Auf dem Rücken von Saint Boy, auf dem Bataschowas Landsfrau Gulnas Gubaidullina vor Schleu bereits ohne Punkte geblieben war, lief dann aber nichts mehr. Nur mit Mühe brachte Schleu das ihr zugeloste Pferd überhaupt auf den Parcours. Dort verweigerte Saint Boy mehrfach. "Weiter, weiter", rief Bundestrainerin Kim Raisner. Annika Schleu war später völlig aufgelöst und ratlos.
Schleus Augen waren noch lange nach dem abschließenden Laser-Run gerötet und feucht. Auch die vielen tröstenden Umarmungen der Rivalinnen halfen kaum - schließlich hatten Schleu auch wütende Kommentare aus der Heimat erreicht. "Es ist tragisch", sagte die grenzenlos enttäuschte Schleu: "Ich werde wohl eine Weile brauchen, um darüber hinwegzukommen."
"Man hätte Annika keine Medaille mehr nehmen können"

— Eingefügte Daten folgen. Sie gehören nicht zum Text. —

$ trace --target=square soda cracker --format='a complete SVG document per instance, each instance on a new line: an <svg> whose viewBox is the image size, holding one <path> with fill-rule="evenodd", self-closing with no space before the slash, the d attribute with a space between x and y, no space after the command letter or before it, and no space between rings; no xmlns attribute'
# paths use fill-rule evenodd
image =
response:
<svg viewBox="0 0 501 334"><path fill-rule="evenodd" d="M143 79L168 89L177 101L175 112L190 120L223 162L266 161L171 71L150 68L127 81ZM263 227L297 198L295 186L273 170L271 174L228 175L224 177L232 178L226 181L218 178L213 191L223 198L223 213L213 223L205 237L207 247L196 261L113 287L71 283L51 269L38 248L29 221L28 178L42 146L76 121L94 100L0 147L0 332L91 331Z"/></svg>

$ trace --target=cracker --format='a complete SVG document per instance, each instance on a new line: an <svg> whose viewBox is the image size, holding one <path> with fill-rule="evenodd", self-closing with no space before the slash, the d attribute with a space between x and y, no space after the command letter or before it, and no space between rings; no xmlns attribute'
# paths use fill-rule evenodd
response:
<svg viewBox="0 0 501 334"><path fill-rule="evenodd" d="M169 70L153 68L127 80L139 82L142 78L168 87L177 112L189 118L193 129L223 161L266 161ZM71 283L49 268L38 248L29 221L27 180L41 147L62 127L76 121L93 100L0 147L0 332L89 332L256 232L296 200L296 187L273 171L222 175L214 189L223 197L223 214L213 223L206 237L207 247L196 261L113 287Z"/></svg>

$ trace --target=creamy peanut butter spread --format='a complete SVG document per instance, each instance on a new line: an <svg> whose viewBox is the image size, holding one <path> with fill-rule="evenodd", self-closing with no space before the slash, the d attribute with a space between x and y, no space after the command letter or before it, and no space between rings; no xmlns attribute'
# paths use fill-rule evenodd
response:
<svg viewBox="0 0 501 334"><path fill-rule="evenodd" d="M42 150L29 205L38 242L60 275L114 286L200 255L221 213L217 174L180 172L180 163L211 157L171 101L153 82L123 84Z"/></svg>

"Es kann keiner besser nachempfinden als ich. Es ist Eins-zu-Eins die Situation, die ich in Rio hatte", sagte Schöneborn, die 2016 in Brasilien ihre Medaillenchance auf dem Rücken von "Legende" verloren hatte, in der ARD: "Es ist der Worst Case, der jetzt eingetreten ist. Mit allen anderen Punktzahlen hätte sonst was passieren können, hätte man Annika keine Medaille mehr nehmen können. Das ist sehr erschütternd."
Die Teildisziplin Reiten steht beim Modernen Fünfkampf schon länger in der Kritik, weil die Pferde den Reitern zugelost werden und beide nur 20 Minuten haben, sich aufeinander abzustimmen. Laut den Regeln darf jedoch nur auf ein Ersatzpferd umgestiegen werden, wenn das Pferd von einem Tierarzt als untauglich eingestuft wird, im Probedurchgang viermal verweigert oder die Reiterin zweimal abwirft. Bundestrainerin Kim Raisner erklärte im Anschluss, Saint Boy habe in der Probe dreimal verweigert. Der Tierarzt sah darin offenbar kein Problem.
"Aber sie hat das Pferd nicht gequält, in keinster Weise"
Raisner setzte sich auch gegen den Vorwurf der Tierquälerei zur Wehr. "Ich hab gesagt, hau drauf. Aber sie hat das Pferd nicht gequält, in keinster Weise", sagte Raisner. Es sei jetzt "keine Quälerei", betonte Raisner, "dass man mal mit der Gerte hinten draufhaut. Sie hat dem Pferd nicht im Maul gerissen. Sie hatte keine scharfen Sporen dran. Pferde quälen sieht anders aus."